Não é por acaso que muitos países se recusaram a aceitar essas cláusulas. Os Estados Unidos, por exemplo, não são parte do MLI. Mantêm desde 1977 seus próprios mecanismos de controle de abusos, mas sempre sob a forma de regras internas específicas, dotadas de parâmetros objetivos e sujeitas à jurisdição doméstica. Washington entendeu desde o início que a PPT e a LOB, tal como formuladas pela OCDE, conferem poder excessivo a administrações estrangeiras e criam insegurança para seus contribuintes e investidores.
O mesmo raciocínio vale para outras economias avançadas, como Alemanha, Suíça, Canadá e Japão, que mantiveram reservas ou limitaram substancialmente o alcance dessas disposições. Esses países preservaram a coerência de suas tradições jurídicas, evitando submeter-se a um modelo que dilui a objetividade dos tratados e amplia o arbítrio administrativo. Em contraste, o Brasil optou por assinar integralmente o instrumento, como se precisasse provar boa vontade para ser admitido entre os civilizados.
Problema para o Brasil
A ironia é que, enquanto os grandes preservam sua margem de soberania, o Brasil se apressa em renunciar à sua. Aceitamos cláusulas que nem mesmo quem as redigiu quis aplicar em casa. Fizemos isso sem debate público consistente, sem consulta ao setor produtivo e sem qualquer garantia de reciprocidade. Assinamos de olhos fechados o que outros leram com desconfiança.
O gesto revela mais do que ingenuidade diplomática. É o reflexo de uma política externa tributária movida pelo desejo de reconhecimento, não pela defesa de interesses concretos. Queremos tanto ser aceitos que aceitamos tudo. Entramos pela porta dos fundos do sistema internacional, oferecendo concessões desnecessárias em troca de prestígio simbólico.
O problema não é apenas de forma, mas de substância institucional. A adesão à PPT e à LOB implica reabrir todos os tratados já em vigor, substituindo cláusulas claras por fórmulas abertas, que permitirão aos parceiros comerciais reinterpretar situações consolidadas. É a introdução, por via multilateral, de um elemento de instabilidade jurídica permanente. E o risco é assimétrico, porque as autoridades brasileiras terão pouco espaço para contestar decisões unilaterais de países com maior poder político e econômico, enquanto investidores nacionais enfrentarão o peso da desconfiança presumida.
Há algo de trágico nessa cena.

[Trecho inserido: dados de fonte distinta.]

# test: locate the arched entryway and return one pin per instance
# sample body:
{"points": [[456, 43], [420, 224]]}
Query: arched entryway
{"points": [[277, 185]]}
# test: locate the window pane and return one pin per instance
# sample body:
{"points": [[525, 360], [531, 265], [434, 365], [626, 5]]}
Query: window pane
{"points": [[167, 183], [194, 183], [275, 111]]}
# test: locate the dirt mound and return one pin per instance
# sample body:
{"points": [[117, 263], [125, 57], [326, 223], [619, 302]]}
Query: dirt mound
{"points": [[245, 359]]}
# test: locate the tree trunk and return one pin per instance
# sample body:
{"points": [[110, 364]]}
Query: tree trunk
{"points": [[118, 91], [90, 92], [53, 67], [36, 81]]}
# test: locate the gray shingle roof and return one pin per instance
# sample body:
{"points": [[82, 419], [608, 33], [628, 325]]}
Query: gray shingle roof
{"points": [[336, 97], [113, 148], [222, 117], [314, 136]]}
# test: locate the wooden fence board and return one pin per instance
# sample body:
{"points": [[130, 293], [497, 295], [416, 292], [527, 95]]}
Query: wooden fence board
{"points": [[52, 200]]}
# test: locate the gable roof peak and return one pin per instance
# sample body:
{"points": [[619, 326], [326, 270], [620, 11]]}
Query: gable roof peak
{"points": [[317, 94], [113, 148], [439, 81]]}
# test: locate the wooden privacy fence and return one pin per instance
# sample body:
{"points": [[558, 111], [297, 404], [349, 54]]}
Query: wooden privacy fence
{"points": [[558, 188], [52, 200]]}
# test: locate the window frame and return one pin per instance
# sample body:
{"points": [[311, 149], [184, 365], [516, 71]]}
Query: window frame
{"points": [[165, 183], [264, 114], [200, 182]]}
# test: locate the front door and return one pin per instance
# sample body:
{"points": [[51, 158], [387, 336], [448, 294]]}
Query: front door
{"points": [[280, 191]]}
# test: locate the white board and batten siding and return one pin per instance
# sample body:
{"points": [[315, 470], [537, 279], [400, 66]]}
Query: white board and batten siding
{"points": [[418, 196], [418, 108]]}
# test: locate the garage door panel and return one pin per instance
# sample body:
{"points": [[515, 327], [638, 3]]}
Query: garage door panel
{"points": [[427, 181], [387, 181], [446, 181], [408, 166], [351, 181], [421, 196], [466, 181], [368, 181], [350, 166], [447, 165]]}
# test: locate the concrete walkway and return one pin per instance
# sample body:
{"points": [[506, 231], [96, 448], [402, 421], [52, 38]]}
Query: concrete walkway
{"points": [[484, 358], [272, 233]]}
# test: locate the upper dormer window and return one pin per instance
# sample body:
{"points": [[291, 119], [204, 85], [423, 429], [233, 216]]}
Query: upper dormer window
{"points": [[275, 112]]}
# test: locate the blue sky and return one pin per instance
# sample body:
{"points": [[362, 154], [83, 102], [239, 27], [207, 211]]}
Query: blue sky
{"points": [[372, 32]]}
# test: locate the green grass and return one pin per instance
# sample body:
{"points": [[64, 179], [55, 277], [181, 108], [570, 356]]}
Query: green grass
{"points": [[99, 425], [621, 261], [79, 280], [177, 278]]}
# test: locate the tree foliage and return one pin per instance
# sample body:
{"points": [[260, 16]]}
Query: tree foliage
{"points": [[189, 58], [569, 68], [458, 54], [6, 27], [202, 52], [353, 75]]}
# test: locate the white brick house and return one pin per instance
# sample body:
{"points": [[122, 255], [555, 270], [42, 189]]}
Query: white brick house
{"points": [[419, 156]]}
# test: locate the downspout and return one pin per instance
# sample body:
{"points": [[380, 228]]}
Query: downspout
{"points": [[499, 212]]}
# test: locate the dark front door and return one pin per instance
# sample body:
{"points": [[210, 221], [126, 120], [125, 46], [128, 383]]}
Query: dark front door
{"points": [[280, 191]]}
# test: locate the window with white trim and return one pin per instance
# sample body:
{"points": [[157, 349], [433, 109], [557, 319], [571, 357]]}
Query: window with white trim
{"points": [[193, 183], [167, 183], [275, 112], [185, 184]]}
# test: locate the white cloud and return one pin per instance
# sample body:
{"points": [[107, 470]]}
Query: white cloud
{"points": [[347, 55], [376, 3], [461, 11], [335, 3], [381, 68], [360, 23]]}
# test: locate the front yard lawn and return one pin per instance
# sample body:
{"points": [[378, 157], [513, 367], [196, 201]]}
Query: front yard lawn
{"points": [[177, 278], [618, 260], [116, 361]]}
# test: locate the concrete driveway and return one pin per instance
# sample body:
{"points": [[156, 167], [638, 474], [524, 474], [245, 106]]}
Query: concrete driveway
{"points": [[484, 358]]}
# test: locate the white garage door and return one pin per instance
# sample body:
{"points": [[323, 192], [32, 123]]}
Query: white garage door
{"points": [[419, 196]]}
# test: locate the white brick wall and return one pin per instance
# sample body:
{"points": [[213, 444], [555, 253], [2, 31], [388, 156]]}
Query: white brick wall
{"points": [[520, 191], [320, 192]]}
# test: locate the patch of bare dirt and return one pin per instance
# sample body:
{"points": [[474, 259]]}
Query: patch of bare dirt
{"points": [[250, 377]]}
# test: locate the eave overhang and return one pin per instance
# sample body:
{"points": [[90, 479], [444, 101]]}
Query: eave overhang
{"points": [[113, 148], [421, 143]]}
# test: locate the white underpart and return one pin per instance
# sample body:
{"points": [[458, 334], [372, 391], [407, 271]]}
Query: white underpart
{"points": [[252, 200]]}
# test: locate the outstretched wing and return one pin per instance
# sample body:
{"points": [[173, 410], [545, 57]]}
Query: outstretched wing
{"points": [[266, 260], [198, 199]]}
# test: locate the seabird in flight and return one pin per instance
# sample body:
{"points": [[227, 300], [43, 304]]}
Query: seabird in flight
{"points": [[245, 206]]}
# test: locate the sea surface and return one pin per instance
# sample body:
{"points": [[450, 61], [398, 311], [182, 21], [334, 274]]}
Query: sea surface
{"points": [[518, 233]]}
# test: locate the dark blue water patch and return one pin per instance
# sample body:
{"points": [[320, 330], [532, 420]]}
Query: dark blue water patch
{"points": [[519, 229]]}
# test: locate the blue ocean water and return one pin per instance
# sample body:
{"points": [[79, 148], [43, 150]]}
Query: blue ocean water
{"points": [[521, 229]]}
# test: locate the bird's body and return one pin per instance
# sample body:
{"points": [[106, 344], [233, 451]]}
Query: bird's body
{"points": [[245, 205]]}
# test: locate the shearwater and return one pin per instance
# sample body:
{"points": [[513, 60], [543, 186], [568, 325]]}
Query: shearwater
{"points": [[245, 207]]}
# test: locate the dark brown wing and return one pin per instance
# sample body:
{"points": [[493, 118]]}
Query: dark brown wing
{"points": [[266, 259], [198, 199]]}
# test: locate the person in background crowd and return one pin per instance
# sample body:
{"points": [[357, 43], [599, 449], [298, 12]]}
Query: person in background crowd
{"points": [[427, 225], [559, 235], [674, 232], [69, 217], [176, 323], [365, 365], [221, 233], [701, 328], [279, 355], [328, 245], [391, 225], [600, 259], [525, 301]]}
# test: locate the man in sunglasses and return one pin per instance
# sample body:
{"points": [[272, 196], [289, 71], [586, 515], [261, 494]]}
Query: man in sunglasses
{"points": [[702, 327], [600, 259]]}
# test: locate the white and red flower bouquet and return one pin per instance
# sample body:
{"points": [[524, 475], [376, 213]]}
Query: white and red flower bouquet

O Brasil, que sempre defendeu a legalidade como instrumento de proteção contra o arbítrio, aceita agora a incerteza como modelo de virtude. Substituímos o rigor técnico pelo moralismo fiscal, a previsibilidade pela flexibilidade e a autonomia pelo conformismo. É o mesmo dilema de sempre. Preferimos ser vistos como bons alunos do que como interlocutores soberanos.
Decisão política
A Convenção Multilateral Beps poderia representar um avanço se tivesse sido adaptada à realidade brasileira, com reservas específicas e mecanismos de transição. Em vez disso, adotou-se a versão integral, sem ponderar as consequências para a segurança jurídica interna e para a coerência dos nossos tratados. O resultado é uma política de adesão automática que nos vincula a padrões que nem mesmo as nações mais desenvolvidas consideraram aceitáveis.
A decisão de assinar foi política, não técnica. E, como toda decisão política movida pela vaidade e pela necessidade de aceitação internacional, cobrará um preço. No curto prazo, trará incerteza às relações internacionais e aumentará o risco de disputas fiscais. No longo, perpetuará a imagem de um país que aceita as regras sem participar de sua criação. O Brasil, mais uma vez, quer ser aceito como convidado no banquete da OCDE, ainda que o convite nunca tenha lhe sido formalizado por seus méritos.
As cláusulas PPT e LOB simbolizam o custo desse desejo. Representam o abandono da objetividade jurídica em favor da diplomacia simbólica. São o preço de uma vaidade que confunde integração com submissão e que transforma o ideal de soberania cooperativa em dependência voluntária.
Quando as primeiras disputas surgirem e os benefícios dos tratados forem negados sob o argumento de que “um dos propósitos” era a economia fiscal, talvez o país compreenda o alcance do erro. Até lá, continuaremos a celebrar a assinatura de compromissos que nem os verdadeiros membros da OCDE ousaram assumir
O Brasil quis ser aceito no clube dos ricos e acabou pagando a entrada com a moeda mais cara de todas: a sua própria segurança jurídica.